Dans ces trilogies, l’Art du dessin est une métaphore de l’écriture, et l’Imagination représente la fiction...
L’Art du dessin est un moyen de rendre réel ce qu’on imagine. En ce sens, c’est vrai, il s’apparente à l’écriture. Mais il s’inscrit surtout, certes métaphoriquement, dans la famille bien plus vaste des outils qui permettent à l’homme d’évoluer. Ces outils magnifiques qui laissent l’entière responsabilité de leurs actes à ceux qui les manient. Écriture, sciences, architecture, médecine… politique.
Un personnage qui s’échappe du monde réel pour se réfugier dans l’imaginaire, c’est une longue filiation, de Peter Pan à Harry Potter. Ewilan se situe-t-elle dans cette filiation ?
Je n’ai pas voulu créer une Ewilan qui fuit mais une Ewilan qui cherche et trouve, et mes personnages sont avant tout, du moins je l’espère, des êtres humains qui avancent et progressent.
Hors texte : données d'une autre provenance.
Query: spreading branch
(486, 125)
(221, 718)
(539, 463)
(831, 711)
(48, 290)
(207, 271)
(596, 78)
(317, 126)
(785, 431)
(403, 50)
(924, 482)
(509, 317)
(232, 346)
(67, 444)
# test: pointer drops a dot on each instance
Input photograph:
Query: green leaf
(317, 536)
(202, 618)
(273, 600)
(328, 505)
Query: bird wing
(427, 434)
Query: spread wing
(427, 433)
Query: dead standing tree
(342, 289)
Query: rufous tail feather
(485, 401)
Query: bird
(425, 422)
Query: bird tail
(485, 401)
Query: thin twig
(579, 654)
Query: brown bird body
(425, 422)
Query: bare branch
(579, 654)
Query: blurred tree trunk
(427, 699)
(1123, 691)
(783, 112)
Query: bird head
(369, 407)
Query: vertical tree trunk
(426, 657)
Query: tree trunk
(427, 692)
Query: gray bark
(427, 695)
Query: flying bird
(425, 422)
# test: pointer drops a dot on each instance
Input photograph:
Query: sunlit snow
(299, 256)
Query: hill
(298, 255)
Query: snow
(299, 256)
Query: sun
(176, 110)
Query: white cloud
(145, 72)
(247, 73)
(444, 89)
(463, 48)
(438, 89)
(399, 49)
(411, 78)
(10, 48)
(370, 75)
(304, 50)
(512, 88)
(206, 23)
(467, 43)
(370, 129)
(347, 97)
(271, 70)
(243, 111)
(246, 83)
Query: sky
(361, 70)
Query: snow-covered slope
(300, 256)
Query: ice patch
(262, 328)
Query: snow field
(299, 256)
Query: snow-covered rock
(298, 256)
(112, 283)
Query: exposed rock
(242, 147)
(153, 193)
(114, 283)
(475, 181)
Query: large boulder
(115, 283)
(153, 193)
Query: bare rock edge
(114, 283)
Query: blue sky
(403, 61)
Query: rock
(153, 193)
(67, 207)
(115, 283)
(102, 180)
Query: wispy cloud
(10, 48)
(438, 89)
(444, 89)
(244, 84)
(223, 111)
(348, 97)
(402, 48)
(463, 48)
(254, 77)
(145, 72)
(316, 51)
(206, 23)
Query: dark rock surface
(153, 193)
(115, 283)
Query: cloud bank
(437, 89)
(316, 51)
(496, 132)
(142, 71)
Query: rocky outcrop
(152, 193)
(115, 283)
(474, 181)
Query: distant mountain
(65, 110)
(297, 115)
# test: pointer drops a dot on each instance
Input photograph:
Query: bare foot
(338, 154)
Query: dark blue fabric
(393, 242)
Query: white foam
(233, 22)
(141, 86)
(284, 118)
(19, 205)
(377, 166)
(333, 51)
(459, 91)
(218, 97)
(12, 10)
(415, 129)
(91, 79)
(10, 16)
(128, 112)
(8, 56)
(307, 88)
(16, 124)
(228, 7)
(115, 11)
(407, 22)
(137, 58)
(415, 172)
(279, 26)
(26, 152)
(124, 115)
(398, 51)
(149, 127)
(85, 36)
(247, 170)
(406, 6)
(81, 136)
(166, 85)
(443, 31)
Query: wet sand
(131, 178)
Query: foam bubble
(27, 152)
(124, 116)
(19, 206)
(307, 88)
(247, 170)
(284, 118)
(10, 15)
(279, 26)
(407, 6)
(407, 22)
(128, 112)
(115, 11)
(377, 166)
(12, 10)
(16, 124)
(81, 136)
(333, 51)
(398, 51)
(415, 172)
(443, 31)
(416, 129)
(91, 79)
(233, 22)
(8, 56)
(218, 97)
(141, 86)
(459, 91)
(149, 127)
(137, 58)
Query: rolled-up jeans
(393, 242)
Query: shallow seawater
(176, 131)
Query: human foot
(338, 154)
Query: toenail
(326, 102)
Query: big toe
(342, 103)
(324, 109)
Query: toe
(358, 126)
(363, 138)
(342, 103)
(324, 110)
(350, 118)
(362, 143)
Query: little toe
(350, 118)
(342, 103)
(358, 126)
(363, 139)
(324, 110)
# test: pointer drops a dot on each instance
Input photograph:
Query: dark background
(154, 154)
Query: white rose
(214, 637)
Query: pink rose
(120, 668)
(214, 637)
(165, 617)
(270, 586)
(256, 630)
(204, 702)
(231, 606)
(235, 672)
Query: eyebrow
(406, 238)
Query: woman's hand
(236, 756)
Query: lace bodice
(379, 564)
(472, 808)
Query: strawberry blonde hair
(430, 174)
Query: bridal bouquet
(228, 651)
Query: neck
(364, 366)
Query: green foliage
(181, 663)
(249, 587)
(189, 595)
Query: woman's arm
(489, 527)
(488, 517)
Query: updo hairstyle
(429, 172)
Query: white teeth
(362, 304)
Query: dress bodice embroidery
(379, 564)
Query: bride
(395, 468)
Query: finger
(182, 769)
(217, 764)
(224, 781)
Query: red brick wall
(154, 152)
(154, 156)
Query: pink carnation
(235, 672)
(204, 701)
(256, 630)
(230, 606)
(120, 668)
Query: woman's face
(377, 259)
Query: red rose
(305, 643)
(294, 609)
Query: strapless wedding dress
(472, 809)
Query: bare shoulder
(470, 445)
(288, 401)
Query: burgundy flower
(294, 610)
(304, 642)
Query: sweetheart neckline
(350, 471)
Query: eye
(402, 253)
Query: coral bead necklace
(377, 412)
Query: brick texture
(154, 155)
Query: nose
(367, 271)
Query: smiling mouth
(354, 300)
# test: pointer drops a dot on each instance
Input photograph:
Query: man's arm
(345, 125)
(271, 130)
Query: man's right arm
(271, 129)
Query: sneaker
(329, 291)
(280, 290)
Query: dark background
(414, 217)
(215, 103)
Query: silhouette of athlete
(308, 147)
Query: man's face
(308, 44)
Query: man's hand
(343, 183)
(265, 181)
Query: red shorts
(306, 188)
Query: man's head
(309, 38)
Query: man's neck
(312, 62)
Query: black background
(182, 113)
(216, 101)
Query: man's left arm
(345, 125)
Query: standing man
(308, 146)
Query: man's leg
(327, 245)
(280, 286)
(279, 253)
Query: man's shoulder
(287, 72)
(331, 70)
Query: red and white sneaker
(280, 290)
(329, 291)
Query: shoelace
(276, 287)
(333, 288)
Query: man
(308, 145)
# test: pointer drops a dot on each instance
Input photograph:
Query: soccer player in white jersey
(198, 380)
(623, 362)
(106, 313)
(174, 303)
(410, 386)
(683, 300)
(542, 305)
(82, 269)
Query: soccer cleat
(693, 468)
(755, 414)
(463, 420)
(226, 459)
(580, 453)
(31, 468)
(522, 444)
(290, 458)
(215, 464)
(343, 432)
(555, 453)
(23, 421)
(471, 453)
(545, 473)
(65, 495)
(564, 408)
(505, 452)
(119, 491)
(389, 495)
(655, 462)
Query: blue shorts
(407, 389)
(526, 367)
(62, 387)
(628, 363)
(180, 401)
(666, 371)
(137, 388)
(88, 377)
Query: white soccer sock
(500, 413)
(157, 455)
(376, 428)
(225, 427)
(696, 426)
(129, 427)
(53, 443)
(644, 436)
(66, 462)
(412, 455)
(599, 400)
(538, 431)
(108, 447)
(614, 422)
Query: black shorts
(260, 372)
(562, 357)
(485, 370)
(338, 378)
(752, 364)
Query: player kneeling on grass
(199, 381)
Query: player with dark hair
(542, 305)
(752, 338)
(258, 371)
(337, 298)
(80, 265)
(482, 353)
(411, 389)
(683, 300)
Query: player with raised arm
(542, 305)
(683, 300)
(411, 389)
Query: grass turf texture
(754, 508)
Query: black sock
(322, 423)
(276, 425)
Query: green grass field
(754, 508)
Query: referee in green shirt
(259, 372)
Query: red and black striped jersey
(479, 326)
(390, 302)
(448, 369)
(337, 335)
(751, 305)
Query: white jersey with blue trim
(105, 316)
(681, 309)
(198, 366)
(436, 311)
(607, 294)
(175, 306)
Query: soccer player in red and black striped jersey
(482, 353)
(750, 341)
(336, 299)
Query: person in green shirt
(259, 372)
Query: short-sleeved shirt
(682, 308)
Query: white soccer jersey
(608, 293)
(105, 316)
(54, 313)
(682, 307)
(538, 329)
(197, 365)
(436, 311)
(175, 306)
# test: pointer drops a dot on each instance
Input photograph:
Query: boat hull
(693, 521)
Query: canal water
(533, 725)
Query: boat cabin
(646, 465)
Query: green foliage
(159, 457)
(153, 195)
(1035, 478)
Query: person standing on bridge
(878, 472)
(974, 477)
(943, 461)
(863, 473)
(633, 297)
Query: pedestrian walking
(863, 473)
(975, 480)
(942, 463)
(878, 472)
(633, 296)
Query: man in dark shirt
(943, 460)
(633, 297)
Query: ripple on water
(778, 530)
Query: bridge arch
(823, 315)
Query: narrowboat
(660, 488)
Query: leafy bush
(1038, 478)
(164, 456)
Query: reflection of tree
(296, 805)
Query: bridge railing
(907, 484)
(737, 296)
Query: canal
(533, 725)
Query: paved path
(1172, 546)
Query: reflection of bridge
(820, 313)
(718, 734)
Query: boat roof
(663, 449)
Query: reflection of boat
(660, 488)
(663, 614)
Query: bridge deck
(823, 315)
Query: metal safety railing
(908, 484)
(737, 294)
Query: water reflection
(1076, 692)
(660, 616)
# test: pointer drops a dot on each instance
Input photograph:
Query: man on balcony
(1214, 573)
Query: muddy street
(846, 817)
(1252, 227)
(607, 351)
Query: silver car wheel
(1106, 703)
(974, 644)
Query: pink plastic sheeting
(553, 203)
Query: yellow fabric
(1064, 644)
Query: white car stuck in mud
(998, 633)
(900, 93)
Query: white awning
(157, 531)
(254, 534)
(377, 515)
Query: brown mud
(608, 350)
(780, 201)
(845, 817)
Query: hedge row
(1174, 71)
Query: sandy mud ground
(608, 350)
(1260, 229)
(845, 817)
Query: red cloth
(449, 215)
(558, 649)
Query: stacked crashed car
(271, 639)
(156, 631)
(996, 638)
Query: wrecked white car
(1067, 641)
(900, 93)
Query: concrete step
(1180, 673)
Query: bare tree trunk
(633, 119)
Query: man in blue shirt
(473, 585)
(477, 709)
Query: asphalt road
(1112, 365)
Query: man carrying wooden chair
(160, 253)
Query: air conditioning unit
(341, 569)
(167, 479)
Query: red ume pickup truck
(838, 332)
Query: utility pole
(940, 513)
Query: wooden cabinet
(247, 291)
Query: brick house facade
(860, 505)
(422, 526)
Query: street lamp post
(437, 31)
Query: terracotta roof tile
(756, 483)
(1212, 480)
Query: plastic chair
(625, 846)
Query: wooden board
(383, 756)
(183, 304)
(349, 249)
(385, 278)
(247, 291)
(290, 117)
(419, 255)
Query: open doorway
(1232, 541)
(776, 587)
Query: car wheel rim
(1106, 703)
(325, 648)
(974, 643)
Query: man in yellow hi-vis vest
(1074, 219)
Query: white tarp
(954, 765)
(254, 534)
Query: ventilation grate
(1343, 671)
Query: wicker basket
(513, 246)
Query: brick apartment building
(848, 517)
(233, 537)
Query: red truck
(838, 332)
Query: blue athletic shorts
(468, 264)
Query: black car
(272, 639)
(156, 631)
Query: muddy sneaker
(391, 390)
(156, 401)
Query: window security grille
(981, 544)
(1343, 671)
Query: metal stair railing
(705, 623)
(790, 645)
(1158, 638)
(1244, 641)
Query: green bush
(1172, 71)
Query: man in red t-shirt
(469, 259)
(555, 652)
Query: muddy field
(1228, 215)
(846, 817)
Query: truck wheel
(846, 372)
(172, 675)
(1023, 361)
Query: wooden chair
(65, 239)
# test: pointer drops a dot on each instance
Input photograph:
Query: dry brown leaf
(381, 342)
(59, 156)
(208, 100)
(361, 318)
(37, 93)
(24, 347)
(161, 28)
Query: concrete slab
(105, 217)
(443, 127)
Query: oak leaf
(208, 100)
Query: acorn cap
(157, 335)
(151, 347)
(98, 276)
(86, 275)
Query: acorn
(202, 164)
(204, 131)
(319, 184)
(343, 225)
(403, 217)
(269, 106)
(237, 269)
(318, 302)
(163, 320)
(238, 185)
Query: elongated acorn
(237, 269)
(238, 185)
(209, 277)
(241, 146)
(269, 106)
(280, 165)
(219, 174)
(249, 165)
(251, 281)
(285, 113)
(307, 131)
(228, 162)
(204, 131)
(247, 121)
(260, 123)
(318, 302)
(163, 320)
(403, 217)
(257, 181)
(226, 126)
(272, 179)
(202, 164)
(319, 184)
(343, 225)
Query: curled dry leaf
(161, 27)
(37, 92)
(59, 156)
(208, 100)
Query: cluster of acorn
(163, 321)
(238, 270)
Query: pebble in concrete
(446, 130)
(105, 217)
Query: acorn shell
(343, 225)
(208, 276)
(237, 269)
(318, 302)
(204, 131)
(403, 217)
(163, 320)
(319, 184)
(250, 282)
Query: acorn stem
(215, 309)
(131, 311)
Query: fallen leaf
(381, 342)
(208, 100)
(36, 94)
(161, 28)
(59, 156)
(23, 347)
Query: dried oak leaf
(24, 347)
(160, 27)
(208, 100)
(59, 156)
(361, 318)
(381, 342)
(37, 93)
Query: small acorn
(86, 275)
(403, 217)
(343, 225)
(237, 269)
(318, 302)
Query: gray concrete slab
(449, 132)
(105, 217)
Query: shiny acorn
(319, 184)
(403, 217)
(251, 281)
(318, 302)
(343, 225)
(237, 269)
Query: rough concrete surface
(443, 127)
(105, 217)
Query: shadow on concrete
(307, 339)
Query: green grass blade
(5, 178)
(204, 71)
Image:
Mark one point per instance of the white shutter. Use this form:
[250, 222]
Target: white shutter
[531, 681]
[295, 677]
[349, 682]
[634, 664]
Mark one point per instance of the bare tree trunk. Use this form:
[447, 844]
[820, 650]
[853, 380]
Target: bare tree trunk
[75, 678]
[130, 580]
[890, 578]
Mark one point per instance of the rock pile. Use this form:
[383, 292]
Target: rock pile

Si on admet le parallèle entre le personnage et le lecteur, le monde imaginaire et le livre, je suis convaincu que la lecture, l’immersion dans un univers imaginaire, n’est en rien une fuite ou un déni de réalité, mais une bouffée d’oxygène qui n’a d’autre objectif qu’équilibrer celui ou celle qui la prend pour lui permettre de continuer à avancer. De trouver sa place. Où que soit cette place.